On February 22, 2018, Australia’s Privacy Amendment Act 2017 became effective, introducing the Notifiable Data Breaches Scheme (the Scheme). Under the new Scheme, entities with existing personal information security obligations under the Australian Privacy Act are required to notify the Office of Australian Information Commissioner (OAIC) and affected individuals of all “eligible data breaches.” The Scheme is in line with breach notification laws in other jurisdictions and represents a significant boost to privacy governance in Australia, particularly in transparency and accountability.
Type: Client Alerts
Entities with existing obligations under the Australian Privacy Act include Australian government agencies, businesses and nonprofit organizations with an annual turnover of more than US$2.3 million (AUS$3 million), private-sector health service providers, and credit reporting bodies and providers.
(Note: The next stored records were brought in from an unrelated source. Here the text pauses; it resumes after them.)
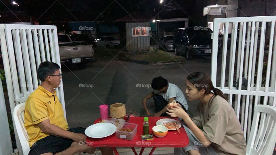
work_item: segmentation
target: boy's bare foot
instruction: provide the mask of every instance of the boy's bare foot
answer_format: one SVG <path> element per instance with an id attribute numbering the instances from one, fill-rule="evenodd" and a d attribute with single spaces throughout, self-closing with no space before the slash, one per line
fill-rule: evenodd
<path id="1" fill-rule="evenodd" d="M 95 147 L 92 147 L 90 146 L 88 146 L 90 148 L 85 150 L 83 152 L 89 154 L 92 154 L 94 153 L 96 149 Z"/>
<path id="2" fill-rule="evenodd" d="M 93 153 L 96 150 L 96 148 L 91 147 L 86 145 L 74 142 L 71 144 L 71 146 L 78 148 L 78 152 L 85 152 L 90 154 Z"/>

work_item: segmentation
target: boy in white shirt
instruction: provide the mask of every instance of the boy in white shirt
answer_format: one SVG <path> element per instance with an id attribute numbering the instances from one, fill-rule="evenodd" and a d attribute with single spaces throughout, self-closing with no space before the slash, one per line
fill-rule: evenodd
<path id="1" fill-rule="evenodd" d="M 146 106 L 147 100 L 153 97 L 156 112 L 154 116 L 166 115 L 166 108 L 168 104 L 175 100 L 186 111 L 188 106 L 183 93 L 175 84 L 168 82 L 168 80 L 161 76 L 154 79 L 152 82 L 152 87 L 155 90 L 150 93 L 143 100 L 142 104 Z"/>

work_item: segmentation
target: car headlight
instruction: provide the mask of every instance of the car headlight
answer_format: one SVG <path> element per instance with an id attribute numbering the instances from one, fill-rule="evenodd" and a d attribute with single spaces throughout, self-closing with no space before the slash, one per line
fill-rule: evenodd
<path id="1" fill-rule="evenodd" d="M 191 45 L 190 47 L 191 48 L 199 48 L 199 46 L 198 45 Z"/>

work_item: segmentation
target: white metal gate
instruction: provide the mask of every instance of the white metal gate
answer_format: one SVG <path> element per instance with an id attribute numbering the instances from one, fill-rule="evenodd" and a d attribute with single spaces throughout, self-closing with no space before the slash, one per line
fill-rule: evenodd
<path id="1" fill-rule="evenodd" d="M 212 81 L 228 94 L 247 141 L 254 106 L 276 105 L 275 20 L 276 16 L 214 20 Z M 224 26 L 222 38 L 219 37 L 219 23 Z M 219 41 L 222 58 L 217 58 Z"/>
<path id="2" fill-rule="evenodd" d="M 0 39 L 12 114 L 16 105 L 26 101 L 37 88 L 40 82 L 37 71 L 41 62 L 51 61 L 60 66 L 56 27 L 1 24 Z M 62 79 L 60 86 L 56 90 L 66 119 Z M 17 138 L 16 144 L 20 150 L 18 140 Z"/>

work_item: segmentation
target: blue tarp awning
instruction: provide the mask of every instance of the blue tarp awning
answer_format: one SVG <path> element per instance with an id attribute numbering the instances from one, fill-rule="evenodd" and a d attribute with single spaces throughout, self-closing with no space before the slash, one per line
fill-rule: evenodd
<path id="1" fill-rule="evenodd" d="M 70 22 L 72 31 L 94 31 L 96 30 L 96 22 Z"/>

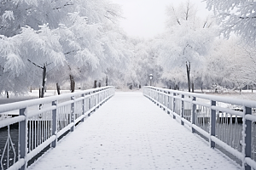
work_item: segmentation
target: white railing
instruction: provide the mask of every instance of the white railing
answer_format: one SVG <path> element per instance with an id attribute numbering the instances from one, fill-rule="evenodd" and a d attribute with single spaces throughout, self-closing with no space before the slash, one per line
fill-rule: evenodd
<path id="1" fill-rule="evenodd" d="M 143 87 L 143 94 L 157 105 L 241 161 L 244 169 L 256 169 L 256 101 Z"/>
<path id="2" fill-rule="evenodd" d="M 0 169 L 26 169 L 29 161 L 45 148 L 55 147 L 64 133 L 73 132 L 76 124 L 113 94 L 113 87 L 104 87 L 0 105 L 2 115 L 20 113 L 0 120 L 0 142 L 5 138 L 5 144 L 0 148 Z M 10 131 L 15 128 L 11 127 L 17 123 L 16 137 L 13 137 Z"/>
Any of the above entities that are international but have an “Australian link” must also comply. The “Australian link” refers to the act of collecting or holding (having possession or control of) personal information in Australia, whether or not the information belongs to Australian citizens or residents, while carrying on business in Australia or its external territories.
Eligible data breaches
The Scheme only applies to data breaches involving personal information that are likely to result in “serious harm” to any individual affected. These are referred to as “eligible data breaches”. There are a few exceptions, which may mean notification is not required for certain eligible data breaches.
By only requiring that breaches be reported if they are likely to result in “serious harm” to any of the affected individuals, the Scheme seems to introduce a reasonable risk-of-harm standard that discourages over-notification. A breach need only result in notification if (1) there is unauthorized access to or unauthorized disclosure of personal information, or a loss of personal information, held by an entity; (2) which is likely to result in serious harm to one or more individuals; and (3) the entity has not been able to prevent the likelihood of serious harm with remedial action.
Whether a data breach is likely to result in serious harm requires an objective assessment, determined from the viewpoint of a reasonable person in the entity’s position. Unless the entity already has reasonable grounds to believe it has experienced a data breach that it must report, it must undertake a reasonable and expeditious assessment to determine whether it must report the breach. This assessment must be completed within 30 calendar days of the entity becoming aware of the possible breach, but, ideally, sooner. Companies may develop their own reasonable processes to perform this assessment. The OAIC offers advice and guidance on the assessment and other operational aspects of the Scheme.